Can't boot Ubuntu after installing and use Boot-Repair
Your computer uses an NVMe disk, which appears in Ubuntu via the /dev/mmcblk0
device. Most disks in Ubuntu appear via devices called /dev/sda
, /dev/sdb
, and so on. It looks like Boot Repair might not be quite handling that correctly. At the very least, it's not showing the partition table on your /dev/mmcblk0
device. Although the repair looks like it probably did what it should have done, there are also some errors reported (like on line 676 and 679), so I'm not 100% sure that it's completed correctly. I recommend you contact the Boot Repair developers about this; NVMe disks with filenames of the form /dev/mmcblk*
are becoming more common, and Boot Repair should be able to handle them correctly.
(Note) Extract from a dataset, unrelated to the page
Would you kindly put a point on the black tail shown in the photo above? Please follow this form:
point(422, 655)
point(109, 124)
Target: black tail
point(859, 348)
That said, if these issues aren't critical (and they may not be), it's possible that your firmware is one of the still-too-common broken EFIs that forget or ignore their built-in boot managers' NVRAM-based boot entries. I say this because the first efibootmgr
output, on lines 254-264, shows a BootOrder
variable that does not include the ubuntu
entry. The same is true of the second efibootmgr
output, on lines 624-634. The third instance, on lines 656-666, shows the result of the repair and shows the ubuntu
entry as being active and the default option in the BootOrder
. The thing is that the BootOrder
variable should have been correct from the start; the fact that it wasn't correct, but that an ubuntu
entry was present, implies that the BootOrder
variable was altered after the OS was installed. The usual cause of this problem is a defective firmware.
If I'm right, you may need to either return the computer for a refund (if it's new enough for this) or use an ugly, hackish workaround, as described in my answer to this question. The Boot Repair utility can also do this semi-automatically; you need to set the option to back up and rename boot loaders on the "advanced" menu, then re-repair the installation.